Schematic illustrating the nucleation and growth of bainite laths with increasing time (t1 < t2 < t3) in a fine (left) and coarse (right) austenite grain. (a) At t1: lengthening of sub-units. (b) At t2: impingement of sheaf with grain boundary and other sheaves. (c) At t3: thickening of laths through sub-unit mechanism

The above model attempts to explain the formation of thicker bainite laths in small grain size of austenite when the austenitization temperature is kept below 1000 °C and kinetics is growth limited. However, specimens austenitized above this critical temperature showed finer and comparatively longer bainitic laths owing to unrestricted growth of bainitic laths for longer times than for specimens with finer AGS.

The retained austenite in the microstructure has the potential of enhancing the work-hardening ability of steels by undergoing stress or strain assisted phase transformation. This may provide the much-needed ductility in specimens with thinner laths and higher strength. In the current study, large fraction of blocky retained austenite along with discontinuous and thick bainite sheaves is observed in specimens with finer AGS. The growth of these laths is restricted due to impingement of sheaves within carbon saturated austenite regions as well as other sheaves thereby leading to large islands of austenite.[5] It has been reported that film type retained austenite has high carbon content and hence plastic deformation is accommodated in large strain range leading to enhanced ductility by transformation induced plasticity.[24] However, blocky type retained austenite has low carbon and in turn low mechanical stability therefore, the strain induced transformation occurs at early stages of deformation. The percentage of film type retained austenite is higher for specimens austenitized at or above 1000 °C as shown in Figure 7.

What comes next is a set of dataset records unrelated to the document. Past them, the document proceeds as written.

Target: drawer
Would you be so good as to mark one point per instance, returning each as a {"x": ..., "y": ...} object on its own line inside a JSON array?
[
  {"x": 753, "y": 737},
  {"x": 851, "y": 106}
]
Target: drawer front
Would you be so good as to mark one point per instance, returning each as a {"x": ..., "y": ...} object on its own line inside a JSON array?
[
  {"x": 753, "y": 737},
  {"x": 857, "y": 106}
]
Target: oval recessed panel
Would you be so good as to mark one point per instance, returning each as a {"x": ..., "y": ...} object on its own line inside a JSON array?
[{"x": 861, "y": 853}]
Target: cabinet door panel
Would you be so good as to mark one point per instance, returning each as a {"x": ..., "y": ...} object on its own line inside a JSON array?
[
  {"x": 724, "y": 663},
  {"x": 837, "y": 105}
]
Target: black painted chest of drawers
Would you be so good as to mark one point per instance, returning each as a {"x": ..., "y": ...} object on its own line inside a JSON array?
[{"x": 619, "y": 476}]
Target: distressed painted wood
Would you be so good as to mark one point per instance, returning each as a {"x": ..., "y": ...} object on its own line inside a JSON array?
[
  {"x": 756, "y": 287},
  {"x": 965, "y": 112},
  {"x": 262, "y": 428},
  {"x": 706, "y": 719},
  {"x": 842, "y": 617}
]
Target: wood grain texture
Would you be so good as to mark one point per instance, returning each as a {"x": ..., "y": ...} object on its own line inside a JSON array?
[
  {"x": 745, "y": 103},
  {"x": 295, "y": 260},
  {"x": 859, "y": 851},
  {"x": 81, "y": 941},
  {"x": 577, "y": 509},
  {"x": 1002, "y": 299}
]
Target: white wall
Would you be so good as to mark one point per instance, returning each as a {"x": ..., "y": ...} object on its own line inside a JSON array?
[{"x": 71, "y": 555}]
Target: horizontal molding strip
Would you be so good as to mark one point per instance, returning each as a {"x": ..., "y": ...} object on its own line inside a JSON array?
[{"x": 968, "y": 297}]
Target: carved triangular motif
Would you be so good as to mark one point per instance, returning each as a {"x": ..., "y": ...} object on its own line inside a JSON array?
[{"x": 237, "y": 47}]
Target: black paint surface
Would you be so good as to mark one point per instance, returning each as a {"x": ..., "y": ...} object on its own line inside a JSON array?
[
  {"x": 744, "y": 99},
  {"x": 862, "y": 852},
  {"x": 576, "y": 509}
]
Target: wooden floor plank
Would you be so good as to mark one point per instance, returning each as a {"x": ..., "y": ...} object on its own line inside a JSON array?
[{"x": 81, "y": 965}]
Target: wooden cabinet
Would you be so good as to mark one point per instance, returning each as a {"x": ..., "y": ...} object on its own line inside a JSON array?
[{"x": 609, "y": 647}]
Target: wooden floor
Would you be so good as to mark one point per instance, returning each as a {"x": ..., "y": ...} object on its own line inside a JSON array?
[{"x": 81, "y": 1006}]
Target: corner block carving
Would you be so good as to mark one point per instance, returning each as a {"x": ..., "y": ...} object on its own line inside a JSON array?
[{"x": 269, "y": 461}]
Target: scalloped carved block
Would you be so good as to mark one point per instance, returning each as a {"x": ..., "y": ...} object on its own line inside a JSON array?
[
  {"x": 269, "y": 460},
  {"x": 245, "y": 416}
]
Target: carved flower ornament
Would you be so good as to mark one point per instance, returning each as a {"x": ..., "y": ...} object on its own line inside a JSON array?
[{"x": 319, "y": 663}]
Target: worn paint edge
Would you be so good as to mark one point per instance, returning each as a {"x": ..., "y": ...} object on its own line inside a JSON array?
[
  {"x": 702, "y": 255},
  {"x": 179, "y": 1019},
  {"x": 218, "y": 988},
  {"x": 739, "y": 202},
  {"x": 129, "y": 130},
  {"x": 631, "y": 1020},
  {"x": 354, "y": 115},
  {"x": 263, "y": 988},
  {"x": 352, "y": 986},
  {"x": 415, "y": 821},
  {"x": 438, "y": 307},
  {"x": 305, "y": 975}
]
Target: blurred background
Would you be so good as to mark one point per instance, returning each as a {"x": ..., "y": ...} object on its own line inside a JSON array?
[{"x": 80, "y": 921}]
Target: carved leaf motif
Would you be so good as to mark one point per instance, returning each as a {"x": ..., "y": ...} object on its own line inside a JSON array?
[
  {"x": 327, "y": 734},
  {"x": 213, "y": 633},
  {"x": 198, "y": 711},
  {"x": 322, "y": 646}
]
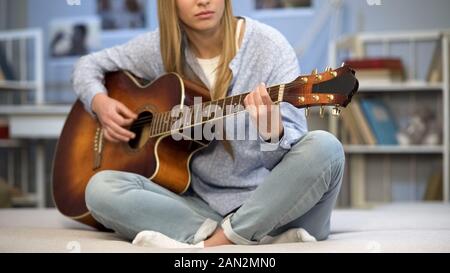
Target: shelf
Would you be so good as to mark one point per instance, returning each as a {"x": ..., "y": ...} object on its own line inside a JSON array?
[
  {"x": 393, "y": 149},
  {"x": 399, "y": 86},
  {"x": 18, "y": 85}
]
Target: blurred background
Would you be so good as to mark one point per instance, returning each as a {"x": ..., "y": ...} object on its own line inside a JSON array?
[{"x": 396, "y": 132}]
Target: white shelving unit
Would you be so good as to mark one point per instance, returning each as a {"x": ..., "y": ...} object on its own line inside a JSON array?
[
  {"x": 23, "y": 50},
  {"x": 356, "y": 46}
]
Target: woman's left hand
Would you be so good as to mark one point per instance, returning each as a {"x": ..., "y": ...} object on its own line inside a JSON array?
[{"x": 265, "y": 113}]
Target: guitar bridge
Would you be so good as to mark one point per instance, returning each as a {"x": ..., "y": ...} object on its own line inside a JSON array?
[{"x": 98, "y": 147}]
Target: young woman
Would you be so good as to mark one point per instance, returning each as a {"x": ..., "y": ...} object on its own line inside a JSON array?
[{"x": 239, "y": 193}]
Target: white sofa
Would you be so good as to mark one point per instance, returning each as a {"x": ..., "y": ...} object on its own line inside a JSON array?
[{"x": 423, "y": 227}]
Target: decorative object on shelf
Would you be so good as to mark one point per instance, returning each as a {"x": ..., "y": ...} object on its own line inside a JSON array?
[
  {"x": 379, "y": 70},
  {"x": 381, "y": 120},
  {"x": 422, "y": 129},
  {"x": 74, "y": 36},
  {"x": 122, "y": 14}
]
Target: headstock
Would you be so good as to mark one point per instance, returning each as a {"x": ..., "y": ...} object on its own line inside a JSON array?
[{"x": 329, "y": 88}]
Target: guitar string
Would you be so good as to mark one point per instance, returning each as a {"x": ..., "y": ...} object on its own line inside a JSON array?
[
  {"x": 144, "y": 121},
  {"x": 169, "y": 130},
  {"x": 271, "y": 92}
]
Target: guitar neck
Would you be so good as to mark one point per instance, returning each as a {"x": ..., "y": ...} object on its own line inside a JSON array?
[{"x": 201, "y": 113}]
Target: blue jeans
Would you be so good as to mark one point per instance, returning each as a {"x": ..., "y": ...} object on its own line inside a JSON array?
[{"x": 300, "y": 192}]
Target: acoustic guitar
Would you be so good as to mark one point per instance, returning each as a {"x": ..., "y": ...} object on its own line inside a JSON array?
[{"x": 82, "y": 151}]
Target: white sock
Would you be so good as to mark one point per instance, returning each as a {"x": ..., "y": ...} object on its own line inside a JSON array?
[
  {"x": 149, "y": 238},
  {"x": 290, "y": 236}
]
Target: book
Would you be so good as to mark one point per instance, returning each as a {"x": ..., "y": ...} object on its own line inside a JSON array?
[
  {"x": 380, "y": 75},
  {"x": 362, "y": 123},
  {"x": 433, "y": 191},
  {"x": 379, "y": 70},
  {"x": 435, "y": 69},
  {"x": 351, "y": 131},
  {"x": 375, "y": 63},
  {"x": 381, "y": 121},
  {"x": 4, "y": 129},
  {"x": 5, "y": 67}
]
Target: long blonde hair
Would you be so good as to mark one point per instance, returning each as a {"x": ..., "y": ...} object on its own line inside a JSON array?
[{"x": 170, "y": 29}]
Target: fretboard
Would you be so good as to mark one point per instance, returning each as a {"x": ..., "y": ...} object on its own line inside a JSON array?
[{"x": 201, "y": 113}]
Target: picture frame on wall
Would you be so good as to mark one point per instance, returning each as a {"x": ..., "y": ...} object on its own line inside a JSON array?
[
  {"x": 282, "y": 4},
  {"x": 72, "y": 37},
  {"x": 122, "y": 14}
]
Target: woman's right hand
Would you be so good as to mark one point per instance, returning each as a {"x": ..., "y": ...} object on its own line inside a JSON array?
[{"x": 113, "y": 116}]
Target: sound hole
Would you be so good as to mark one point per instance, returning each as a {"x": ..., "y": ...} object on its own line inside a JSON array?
[{"x": 141, "y": 127}]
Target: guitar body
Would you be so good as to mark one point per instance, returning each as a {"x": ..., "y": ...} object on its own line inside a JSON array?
[{"x": 82, "y": 151}]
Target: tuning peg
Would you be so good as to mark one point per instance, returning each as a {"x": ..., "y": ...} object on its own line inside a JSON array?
[{"x": 336, "y": 112}]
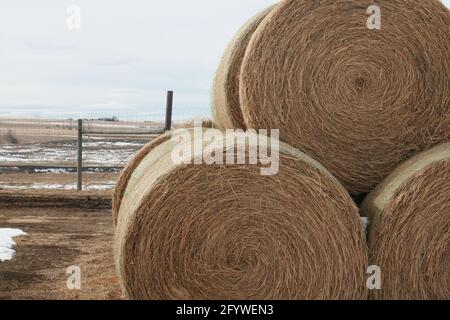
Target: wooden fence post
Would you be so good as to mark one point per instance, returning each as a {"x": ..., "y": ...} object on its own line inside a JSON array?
[
  {"x": 80, "y": 156},
  {"x": 169, "y": 107}
]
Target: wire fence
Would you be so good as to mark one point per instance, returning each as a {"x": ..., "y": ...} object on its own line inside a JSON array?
[{"x": 44, "y": 153}]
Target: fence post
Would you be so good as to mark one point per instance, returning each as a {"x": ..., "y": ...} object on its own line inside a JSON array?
[
  {"x": 80, "y": 155},
  {"x": 169, "y": 106}
]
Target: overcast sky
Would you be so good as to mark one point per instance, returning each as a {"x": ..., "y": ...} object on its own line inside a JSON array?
[{"x": 124, "y": 58}]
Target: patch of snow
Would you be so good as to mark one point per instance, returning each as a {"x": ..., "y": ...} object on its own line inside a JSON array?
[{"x": 7, "y": 242}]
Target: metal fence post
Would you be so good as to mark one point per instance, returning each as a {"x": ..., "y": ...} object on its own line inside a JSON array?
[
  {"x": 80, "y": 155},
  {"x": 169, "y": 106}
]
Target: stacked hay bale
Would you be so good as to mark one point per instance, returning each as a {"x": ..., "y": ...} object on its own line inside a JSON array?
[
  {"x": 359, "y": 102},
  {"x": 190, "y": 231},
  {"x": 410, "y": 231}
]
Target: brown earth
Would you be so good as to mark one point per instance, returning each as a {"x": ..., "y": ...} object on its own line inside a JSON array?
[{"x": 60, "y": 235}]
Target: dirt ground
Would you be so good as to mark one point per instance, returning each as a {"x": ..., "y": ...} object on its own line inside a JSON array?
[
  {"x": 59, "y": 235},
  {"x": 22, "y": 178}
]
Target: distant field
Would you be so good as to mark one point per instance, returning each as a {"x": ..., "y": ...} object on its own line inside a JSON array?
[{"x": 23, "y": 131}]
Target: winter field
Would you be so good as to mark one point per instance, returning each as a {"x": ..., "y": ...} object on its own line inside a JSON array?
[{"x": 46, "y": 226}]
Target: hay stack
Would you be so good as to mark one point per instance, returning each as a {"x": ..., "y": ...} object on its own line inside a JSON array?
[
  {"x": 226, "y": 108},
  {"x": 410, "y": 230},
  {"x": 227, "y": 232},
  {"x": 127, "y": 172},
  {"x": 359, "y": 101}
]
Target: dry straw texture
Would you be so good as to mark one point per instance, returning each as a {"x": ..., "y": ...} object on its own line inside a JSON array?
[
  {"x": 125, "y": 176},
  {"x": 226, "y": 108},
  {"x": 227, "y": 232},
  {"x": 359, "y": 101},
  {"x": 410, "y": 230}
]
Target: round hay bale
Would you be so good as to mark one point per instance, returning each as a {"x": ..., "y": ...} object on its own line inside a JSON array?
[
  {"x": 226, "y": 232},
  {"x": 226, "y": 108},
  {"x": 127, "y": 172},
  {"x": 409, "y": 235},
  {"x": 359, "y": 101}
]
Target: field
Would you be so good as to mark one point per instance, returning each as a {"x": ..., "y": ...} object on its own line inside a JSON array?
[
  {"x": 60, "y": 233},
  {"x": 64, "y": 227}
]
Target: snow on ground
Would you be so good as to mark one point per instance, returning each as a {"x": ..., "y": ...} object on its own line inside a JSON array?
[
  {"x": 7, "y": 242},
  {"x": 95, "y": 186},
  {"x": 97, "y": 152}
]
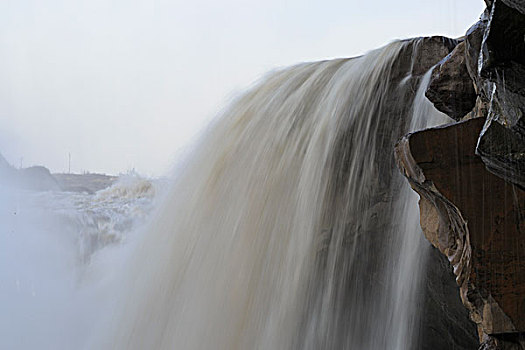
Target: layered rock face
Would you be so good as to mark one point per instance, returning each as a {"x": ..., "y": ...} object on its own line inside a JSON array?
[{"x": 470, "y": 175}]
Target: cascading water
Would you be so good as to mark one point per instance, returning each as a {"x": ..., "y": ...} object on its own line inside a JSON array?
[{"x": 290, "y": 227}]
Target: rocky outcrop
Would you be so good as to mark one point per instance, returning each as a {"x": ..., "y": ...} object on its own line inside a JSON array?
[
  {"x": 471, "y": 175},
  {"x": 89, "y": 183},
  {"x": 37, "y": 178},
  {"x": 476, "y": 219},
  {"x": 451, "y": 90}
]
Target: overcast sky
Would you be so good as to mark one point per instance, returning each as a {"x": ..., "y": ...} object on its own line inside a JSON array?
[{"x": 124, "y": 84}]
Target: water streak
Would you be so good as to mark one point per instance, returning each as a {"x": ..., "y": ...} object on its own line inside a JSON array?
[{"x": 290, "y": 227}]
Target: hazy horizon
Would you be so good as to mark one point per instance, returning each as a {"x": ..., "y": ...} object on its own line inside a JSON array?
[{"x": 125, "y": 85}]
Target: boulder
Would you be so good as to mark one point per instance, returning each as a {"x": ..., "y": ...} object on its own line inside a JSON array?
[
  {"x": 451, "y": 90},
  {"x": 476, "y": 219}
]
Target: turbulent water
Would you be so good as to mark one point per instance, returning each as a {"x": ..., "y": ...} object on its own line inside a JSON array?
[
  {"x": 289, "y": 227},
  {"x": 49, "y": 245}
]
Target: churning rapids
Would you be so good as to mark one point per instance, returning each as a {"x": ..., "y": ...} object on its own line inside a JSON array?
[{"x": 289, "y": 228}]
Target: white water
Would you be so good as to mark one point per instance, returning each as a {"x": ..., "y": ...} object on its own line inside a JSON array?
[
  {"x": 263, "y": 242},
  {"x": 50, "y": 244},
  {"x": 284, "y": 231}
]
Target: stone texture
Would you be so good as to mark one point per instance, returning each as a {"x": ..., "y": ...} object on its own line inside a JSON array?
[
  {"x": 501, "y": 77},
  {"x": 451, "y": 90},
  {"x": 474, "y": 218}
]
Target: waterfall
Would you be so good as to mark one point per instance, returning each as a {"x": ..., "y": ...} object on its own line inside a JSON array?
[{"x": 290, "y": 227}]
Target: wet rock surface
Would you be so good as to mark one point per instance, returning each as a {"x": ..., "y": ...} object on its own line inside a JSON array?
[
  {"x": 451, "y": 89},
  {"x": 474, "y": 218},
  {"x": 471, "y": 175}
]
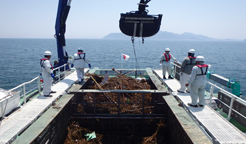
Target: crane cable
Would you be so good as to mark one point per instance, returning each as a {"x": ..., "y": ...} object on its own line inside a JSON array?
[{"x": 136, "y": 61}]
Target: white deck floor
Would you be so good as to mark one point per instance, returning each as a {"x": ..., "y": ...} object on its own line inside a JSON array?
[
  {"x": 15, "y": 123},
  {"x": 222, "y": 130}
]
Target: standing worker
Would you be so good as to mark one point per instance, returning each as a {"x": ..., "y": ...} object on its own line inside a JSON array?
[
  {"x": 47, "y": 72},
  {"x": 197, "y": 82},
  {"x": 185, "y": 70},
  {"x": 165, "y": 62},
  {"x": 79, "y": 64}
]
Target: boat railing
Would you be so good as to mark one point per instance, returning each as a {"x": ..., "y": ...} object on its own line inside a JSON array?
[
  {"x": 61, "y": 74},
  {"x": 231, "y": 100}
]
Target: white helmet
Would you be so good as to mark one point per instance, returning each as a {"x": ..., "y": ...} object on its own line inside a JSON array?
[
  {"x": 80, "y": 50},
  {"x": 192, "y": 51},
  {"x": 200, "y": 58},
  {"x": 167, "y": 49},
  {"x": 47, "y": 53}
]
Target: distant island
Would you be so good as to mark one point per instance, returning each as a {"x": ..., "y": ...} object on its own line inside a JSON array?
[{"x": 163, "y": 35}]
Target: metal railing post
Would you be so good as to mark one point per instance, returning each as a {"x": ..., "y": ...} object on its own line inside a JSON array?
[
  {"x": 59, "y": 73},
  {"x": 64, "y": 70},
  {"x": 229, "y": 113},
  {"x": 24, "y": 93},
  {"x": 211, "y": 95},
  {"x": 39, "y": 86}
]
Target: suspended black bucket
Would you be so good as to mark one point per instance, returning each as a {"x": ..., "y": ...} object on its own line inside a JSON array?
[{"x": 139, "y": 23}]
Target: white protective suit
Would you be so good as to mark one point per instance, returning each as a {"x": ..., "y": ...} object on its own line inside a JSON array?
[
  {"x": 79, "y": 64},
  {"x": 46, "y": 70},
  {"x": 186, "y": 68},
  {"x": 166, "y": 66},
  {"x": 197, "y": 84}
]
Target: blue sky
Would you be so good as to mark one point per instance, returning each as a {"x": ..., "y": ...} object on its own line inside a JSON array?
[{"x": 220, "y": 19}]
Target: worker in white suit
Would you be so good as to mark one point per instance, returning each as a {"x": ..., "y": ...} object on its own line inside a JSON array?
[
  {"x": 79, "y": 61},
  {"x": 185, "y": 70},
  {"x": 47, "y": 72},
  {"x": 197, "y": 82},
  {"x": 166, "y": 64}
]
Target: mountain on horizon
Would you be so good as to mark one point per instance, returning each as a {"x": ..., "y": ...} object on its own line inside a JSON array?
[{"x": 163, "y": 35}]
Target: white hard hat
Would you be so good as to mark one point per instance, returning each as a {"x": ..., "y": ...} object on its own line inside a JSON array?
[
  {"x": 80, "y": 50},
  {"x": 191, "y": 51},
  {"x": 200, "y": 58},
  {"x": 47, "y": 53}
]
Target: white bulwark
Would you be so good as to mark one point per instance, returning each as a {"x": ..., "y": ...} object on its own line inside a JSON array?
[
  {"x": 219, "y": 128},
  {"x": 14, "y": 124}
]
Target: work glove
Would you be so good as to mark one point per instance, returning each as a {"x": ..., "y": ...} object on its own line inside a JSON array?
[{"x": 52, "y": 75}]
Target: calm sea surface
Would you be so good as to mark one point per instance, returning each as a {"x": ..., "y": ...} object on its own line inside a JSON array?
[{"x": 20, "y": 58}]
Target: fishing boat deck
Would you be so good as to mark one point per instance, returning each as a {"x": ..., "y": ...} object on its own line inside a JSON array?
[
  {"x": 221, "y": 130},
  {"x": 14, "y": 124}
]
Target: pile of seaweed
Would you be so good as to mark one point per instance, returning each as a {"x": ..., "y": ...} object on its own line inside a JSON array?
[
  {"x": 81, "y": 135},
  {"x": 129, "y": 103}
]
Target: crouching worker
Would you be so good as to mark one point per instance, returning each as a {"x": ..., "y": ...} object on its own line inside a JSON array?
[
  {"x": 46, "y": 72},
  {"x": 79, "y": 61},
  {"x": 197, "y": 82}
]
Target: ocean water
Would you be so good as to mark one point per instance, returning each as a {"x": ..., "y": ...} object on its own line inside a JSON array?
[{"x": 20, "y": 58}]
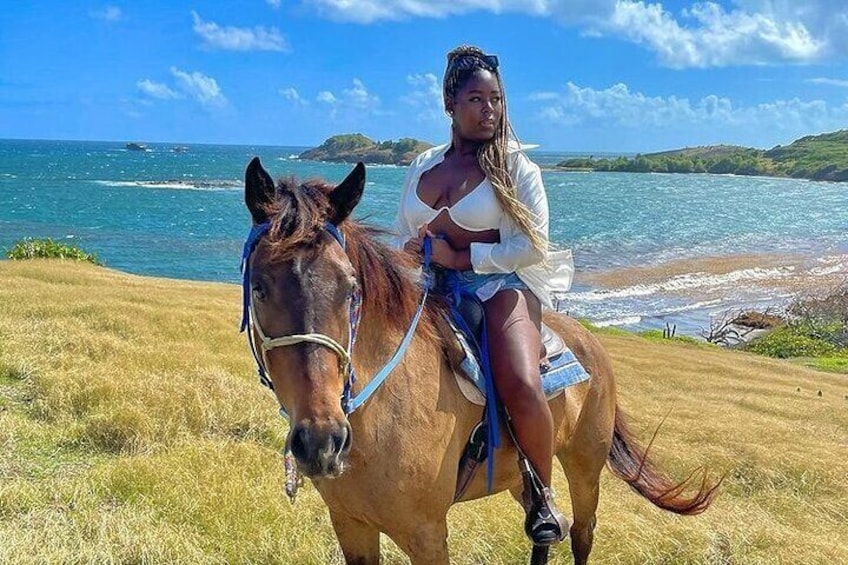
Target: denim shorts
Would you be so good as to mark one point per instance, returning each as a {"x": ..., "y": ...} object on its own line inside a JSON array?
[{"x": 484, "y": 286}]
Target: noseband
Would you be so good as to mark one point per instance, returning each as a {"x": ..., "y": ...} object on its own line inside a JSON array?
[{"x": 266, "y": 344}]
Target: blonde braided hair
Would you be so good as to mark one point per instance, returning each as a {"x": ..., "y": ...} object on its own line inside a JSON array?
[{"x": 492, "y": 154}]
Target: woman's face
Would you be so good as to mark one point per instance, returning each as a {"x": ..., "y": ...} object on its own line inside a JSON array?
[{"x": 478, "y": 107}]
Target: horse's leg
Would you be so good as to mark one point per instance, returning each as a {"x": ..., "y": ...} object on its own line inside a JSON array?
[
  {"x": 583, "y": 462},
  {"x": 425, "y": 544},
  {"x": 360, "y": 542}
]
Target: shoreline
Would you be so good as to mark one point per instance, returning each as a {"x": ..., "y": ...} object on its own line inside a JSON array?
[{"x": 691, "y": 293}]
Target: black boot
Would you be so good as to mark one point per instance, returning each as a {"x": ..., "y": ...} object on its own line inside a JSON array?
[{"x": 545, "y": 524}]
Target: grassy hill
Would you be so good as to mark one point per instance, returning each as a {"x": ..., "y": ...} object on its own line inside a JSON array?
[
  {"x": 133, "y": 429},
  {"x": 351, "y": 148},
  {"x": 815, "y": 157}
]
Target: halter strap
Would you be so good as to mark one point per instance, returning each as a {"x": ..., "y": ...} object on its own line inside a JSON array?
[{"x": 348, "y": 401}]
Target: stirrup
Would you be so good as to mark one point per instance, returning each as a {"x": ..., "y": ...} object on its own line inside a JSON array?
[{"x": 545, "y": 524}]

The hardness of nanostructured bainite is primarily determined by: (i) bainite volume fraction (Vb) and (ii) bainite lath thickness (t). Bainite volume fraction is a function of carbon content as well as the isothermal temperature and holding time during bainitic transformation. As seen in Figure 5, no appreciable change in volume fraction of bainite is observed in different prior AGS of specimens. However, there is significant variation observed in the lath thickness with a change in prior AGS. Therefore, it is the most critical determinant of hardness in all the specimens. In Figure 8, as the lath thickness decreases, there is smaller mean free path for dislocation to glide and hence the hardness is expected to increase. Specimens of prior AGS higher than 54 µm show comparable hardness of 5.3 GPa owing to similar bainitic lath thickness. Specimens with a prior AGS smaller than 54 µm show degradation in hardness due to coarsening of bainitic laths. However, specimens austenitized at 950 °C, 1100 °C, and 1150 °C shows similar hardness as the ratio of volume fraction of bainite to lath thickness is similar for above conditions.

5 Conclusion

NB steels were prepared from specimens with different AGS after isothermal holding for sufficient time at 300 °C to transform the austenite to the maximum possible predicted by T0’ line. Hence, all the specimens had similar amounts of bainitic ferrite and retained austenite. The morphology of the bainitic laths and retained austenite was significantly different between the specimens with low vs high prior AGS. Specimens with lower prior AGS resulted in higher volume fraction of blocky austenite and thicker bainitic sheaves resulting in poor hardness. Smaller prior AGS hinders growth of bainitic laths through grain boundary impingement and also possibly by intersection of non-parallel laths suggesting growth-limited kinetics of transformation. Lateral growth of bainitic sheaves after longitudinal growth impediment is thought to be the most probable reason for the thickening of bainite. Increasing the prior AGS resulted in finer bainitic ferrite that results in high hardness and owing to the higher volume fraction of film-like retained austenite may result in enhanced impact toughness. However, the morphology and hence the hardness did not change significantly as the prior AGS was increased beyond 54 µm.